A : La principale attraction de ce mercato est le dossier Kylian Mbappé, qui dure depuis des mois et des mois. Quel est ton avis sur ce sujet ?
K : Oh il nous fait chier, il nous casse les couilles, il nous rend fou Mbappé. Autant du côté Real que du côté PSG, il fait chier tout le monde, ça y est, qu’il prenne sa décision, qu’il vienne, qu’il ne vienne pas… Moi, si tu me laisses le choix du joueur que je veux, je préfère Haaland. Il nous faut un vrai 9, tueur devant, et qui va être épaulé par Rodrygo, Vinicius et Bellingham. Si tu arrives à avoir un vrai 9, autour duquel les trois joueurs tournent et sont à son service, pour qu’il n’ait plus qu’à marquer, ça serait un truc de malade. Mbappé est très bon, mais il a déjà fait des phases où il n’aimait pas trop jouer 9. Est-ce qu’il va accepter son poste, sachant qu’à gauche c’est mort vu qu’il y a Vini ? J’espère juste qu’il ne va pas trop faire le capricieux, je n’aime pas ça, et je n’aime pas les joueurs problématiques. Lui, tu sens qu’il peut l’être. Après, peut-être que s’il vient à Madrid, il va fermer sa gueule et travailler, et c’est tout ce que je lui souhaite.

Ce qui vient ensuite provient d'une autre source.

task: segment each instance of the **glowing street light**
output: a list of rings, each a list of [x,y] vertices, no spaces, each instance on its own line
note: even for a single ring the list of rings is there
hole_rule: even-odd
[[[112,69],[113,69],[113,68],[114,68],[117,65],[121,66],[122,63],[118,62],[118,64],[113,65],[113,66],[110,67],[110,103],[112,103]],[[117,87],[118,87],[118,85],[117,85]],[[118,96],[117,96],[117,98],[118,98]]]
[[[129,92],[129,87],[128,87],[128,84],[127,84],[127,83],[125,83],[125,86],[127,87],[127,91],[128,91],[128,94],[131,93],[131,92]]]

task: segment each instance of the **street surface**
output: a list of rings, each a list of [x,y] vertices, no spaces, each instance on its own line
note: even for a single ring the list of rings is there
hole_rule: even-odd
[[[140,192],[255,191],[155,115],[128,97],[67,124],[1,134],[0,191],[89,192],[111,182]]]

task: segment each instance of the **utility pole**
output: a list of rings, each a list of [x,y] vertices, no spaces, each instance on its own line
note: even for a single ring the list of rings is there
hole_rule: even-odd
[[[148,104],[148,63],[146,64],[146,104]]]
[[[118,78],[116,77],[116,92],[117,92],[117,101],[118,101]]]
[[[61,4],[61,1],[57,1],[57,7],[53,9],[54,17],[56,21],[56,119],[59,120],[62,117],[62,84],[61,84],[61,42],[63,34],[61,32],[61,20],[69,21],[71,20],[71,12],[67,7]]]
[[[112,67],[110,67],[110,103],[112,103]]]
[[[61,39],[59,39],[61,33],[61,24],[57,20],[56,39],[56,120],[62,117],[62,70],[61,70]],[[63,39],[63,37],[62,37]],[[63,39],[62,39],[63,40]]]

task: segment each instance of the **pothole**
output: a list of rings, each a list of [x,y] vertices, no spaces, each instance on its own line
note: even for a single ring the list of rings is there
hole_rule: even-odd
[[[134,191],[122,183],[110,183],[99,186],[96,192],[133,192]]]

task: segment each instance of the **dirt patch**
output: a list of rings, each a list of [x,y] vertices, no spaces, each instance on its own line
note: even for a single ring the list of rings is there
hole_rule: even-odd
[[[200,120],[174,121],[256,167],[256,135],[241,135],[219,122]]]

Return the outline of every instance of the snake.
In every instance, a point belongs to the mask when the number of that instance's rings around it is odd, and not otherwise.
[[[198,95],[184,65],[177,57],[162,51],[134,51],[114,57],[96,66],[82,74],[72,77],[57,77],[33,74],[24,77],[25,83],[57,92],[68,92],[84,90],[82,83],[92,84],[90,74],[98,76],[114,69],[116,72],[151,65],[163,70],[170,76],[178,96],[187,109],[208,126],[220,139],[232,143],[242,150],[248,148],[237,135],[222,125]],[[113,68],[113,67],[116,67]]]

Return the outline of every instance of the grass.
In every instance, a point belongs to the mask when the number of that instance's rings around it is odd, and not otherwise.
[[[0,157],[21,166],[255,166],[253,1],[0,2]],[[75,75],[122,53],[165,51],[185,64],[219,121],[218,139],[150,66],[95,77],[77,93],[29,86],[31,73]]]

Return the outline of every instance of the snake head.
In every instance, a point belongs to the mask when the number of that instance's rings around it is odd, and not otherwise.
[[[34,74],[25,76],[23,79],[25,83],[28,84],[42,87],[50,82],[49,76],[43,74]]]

A : Il n’y a que dans tes sons que tu acceptes que les gens fassent des caprices. Si tu pouvais te permettre un seul caprice, avec budget illimité, pour faire signer n’importe quel joueur actuel au Real Madrid, lequel serait-ce ?
K : On a parlé d’Haaland tout à l’heure, donc ça serait lui, sinon, si ça devait être un joueur à un autre poste, on pourrait choisir des joueurs de fou, mais selon la nécessité du Real, j’aurais signé Reece James pour jouer à la place de Carvajal. C’est pareil que Fran García, c’est un mec, qui, même si défensivement, il n’est pas incroyable, c’est plus un piston, un latéral de 3-5-2, il apporte beaucoup offensivement. Le poto, si tu lui fais travailler un peu la défense, il peut être vraiment costaud et s’intégrer au jeu du Real, parce que le jeu est offensif et les latéraux sont hyper importants. À l’époque de Carvajal prime et Marcelo prime, on était trop forts et trop performants sur les centres. Je pense que Reece James serait la recrue idéale.
A : Quelles sont tes espérances pour la saison à venir du Real Madrid ?
K : Moi, je suis à fond derrière, donc je veux la Ligue des champions. Mais le championnat, il faut le gagner, on l’a laissé au Barça cette année. La Ligue des champions, si on peut au moins aller en finale, c’est bien, sachant que si on est en finale, on ne la perdra pas, parce qu’on est le Real Madrid. En vrai, il n’y a pas une saison où on espère au moins faire le doublé. Et c’est fou, mais à Madrid, tellement on a mis la barre haut les dernières années, si tu fais que la Ligue des champions, ce n’est pas une grande saison. C’est fou, mais c’est réel. Après, sans 9, c’est compliqué. Pour moi, la saison se joue maintenant, si on arrive à prendre Mbappé ou pas.